The former capital of East Germany, in the far northeast near the Polish border, once again presides over a united Germany.
Few cities in Europe are quite so heavy with 20th-century history, but it’s the future that seems to draw people to Berlin today. Thanks to some unique economic circumstances — including famously cheap rents — it’s blossomed into one of the world’s great creative centers.
The city’s relative isolation dragged on for a few years after the wall came down, but the new Brandenburg airport, set to open in 2013, will usher in a new era of accessibility.
First-time bikers in Berlin might be surprised to note that relations with drivers are generally warm and respectful. Be sure and keep up the pace, however, if you’re in heavy bike traffic, or you might catch an earful from your fellow riders.
It may not quite be in Copenhagen or Amsterdam’s league, but it’s not far off. Berlin is flat, its streets are wide, cycle lanes abound and there’s a public transport system that works, all the time, on time, which means the roads are clear, night or day. Add to this the sight of helmetless locals wheeling nonchalantly through crowded shopping plazas, or large tours of visitors trailing through lunchtime traffic, and the impression one gets — from a cyclist’s perspective — is that of a city at ease with itself.
At ease, and packed to the rafters with bike rental shops, cycle guides and specialized routes. Private or public bike tours are excellently serviced by a large number of very fine bike tour operators — Fat Tire and Berlin Bike Tour, for example — but a day’s cycling through Berlin need not stick to a precise itinerary. Instead, for the less timetable-conscious, there’s a third, more free-form, option: that is, hiring a hotel bike, downloading a decent mobile app guide (either Berlin Inspires or berlin.unlike) and striking out alone. An easy starting point is a ride through Treptower Park, alongside the River Spree. And if you’re feeling particularly active and the weather is cooperating, you could start off at the Plänterwald, then cross over to Treptower Park and finish up with a dip in the Badeschiff — the city’s floating public pool on the east side of the River Spree.
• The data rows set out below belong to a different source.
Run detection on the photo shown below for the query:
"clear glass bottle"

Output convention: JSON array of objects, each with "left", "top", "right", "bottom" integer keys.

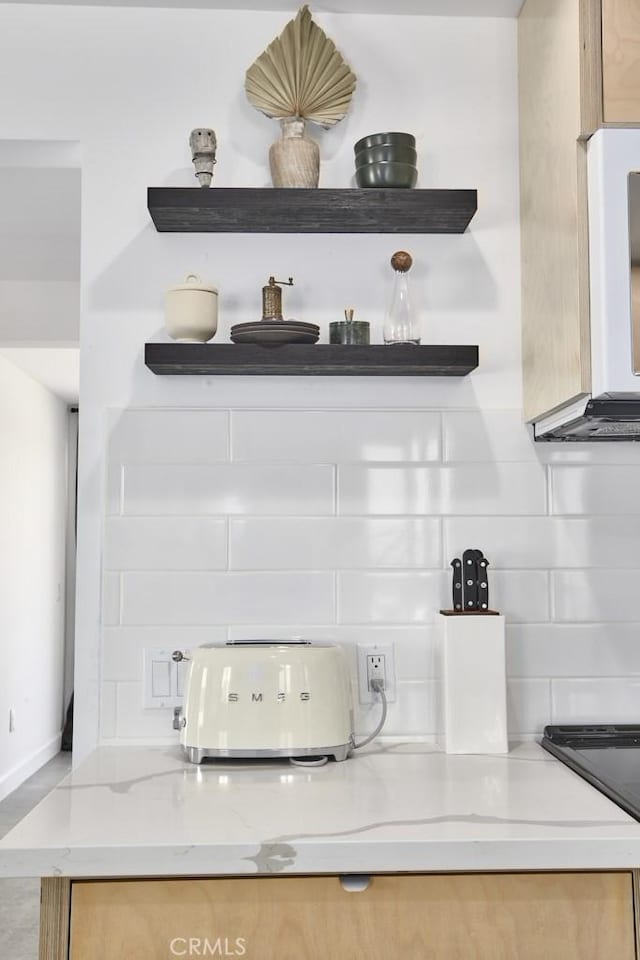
[{"left": 383, "top": 250, "right": 420, "bottom": 345}]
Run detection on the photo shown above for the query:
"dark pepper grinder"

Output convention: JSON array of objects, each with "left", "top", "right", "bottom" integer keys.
[
  {"left": 329, "top": 307, "right": 369, "bottom": 345},
  {"left": 262, "top": 277, "right": 293, "bottom": 320}
]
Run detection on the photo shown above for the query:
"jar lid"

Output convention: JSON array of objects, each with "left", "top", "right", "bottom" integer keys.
[{"left": 167, "top": 273, "right": 218, "bottom": 293}]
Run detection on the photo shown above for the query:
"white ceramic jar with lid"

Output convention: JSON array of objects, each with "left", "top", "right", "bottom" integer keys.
[{"left": 166, "top": 273, "right": 218, "bottom": 343}]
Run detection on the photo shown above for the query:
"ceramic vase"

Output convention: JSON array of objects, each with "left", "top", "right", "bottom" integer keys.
[{"left": 269, "top": 117, "right": 320, "bottom": 187}]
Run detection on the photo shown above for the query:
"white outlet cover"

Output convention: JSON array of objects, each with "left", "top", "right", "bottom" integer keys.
[
  {"left": 143, "top": 650, "right": 183, "bottom": 710},
  {"left": 356, "top": 643, "right": 396, "bottom": 703}
]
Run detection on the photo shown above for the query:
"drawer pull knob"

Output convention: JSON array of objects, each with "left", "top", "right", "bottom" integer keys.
[{"left": 340, "top": 873, "right": 371, "bottom": 893}]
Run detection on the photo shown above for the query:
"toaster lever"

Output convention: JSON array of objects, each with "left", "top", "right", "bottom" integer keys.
[
  {"left": 173, "top": 707, "right": 186, "bottom": 730},
  {"left": 340, "top": 873, "right": 371, "bottom": 893}
]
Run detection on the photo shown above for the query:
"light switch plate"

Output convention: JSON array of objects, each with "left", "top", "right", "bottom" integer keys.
[{"left": 143, "top": 650, "right": 188, "bottom": 710}]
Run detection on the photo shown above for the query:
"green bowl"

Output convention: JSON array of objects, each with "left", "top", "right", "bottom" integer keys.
[
  {"left": 356, "top": 162, "right": 418, "bottom": 188},
  {"left": 353, "top": 133, "right": 416, "bottom": 153},
  {"left": 356, "top": 143, "right": 418, "bottom": 167}
]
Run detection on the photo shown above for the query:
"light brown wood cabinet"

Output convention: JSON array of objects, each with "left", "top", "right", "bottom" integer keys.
[
  {"left": 518, "top": 0, "right": 640, "bottom": 420},
  {"left": 40, "top": 871, "right": 636, "bottom": 960}
]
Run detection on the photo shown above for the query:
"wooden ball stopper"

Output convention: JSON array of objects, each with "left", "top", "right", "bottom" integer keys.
[{"left": 391, "top": 250, "right": 413, "bottom": 273}]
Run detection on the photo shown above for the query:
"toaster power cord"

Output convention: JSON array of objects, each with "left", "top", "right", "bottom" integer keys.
[
  {"left": 353, "top": 679, "right": 387, "bottom": 750},
  {"left": 289, "top": 679, "right": 387, "bottom": 767}
]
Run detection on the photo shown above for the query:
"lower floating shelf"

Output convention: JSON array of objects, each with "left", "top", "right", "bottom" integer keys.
[{"left": 144, "top": 343, "right": 478, "bottom": 377}]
Both Nhow Hotel and Hotel De Rome do a fine and competitive line in magnificently sedate cruiser bikes, single-gear beauties, heavy but smooth, and deeply comfortable. And advice is easy to come by; the staff at either hotel is extremely bike savvy, and budding cyclists can kick off into the streets of the city whenever they like. Casa Camper boasts its own fleet of stylish bikes, and it’s hard not to get in the mood — the streets surrounding the hotel are thick with cyclists on their way to work in the nearby galleries and PR firms. Set your own pace, and choose your own route: the initial lost-tourist butterflies are practically negligible when you’ve got technology at hand.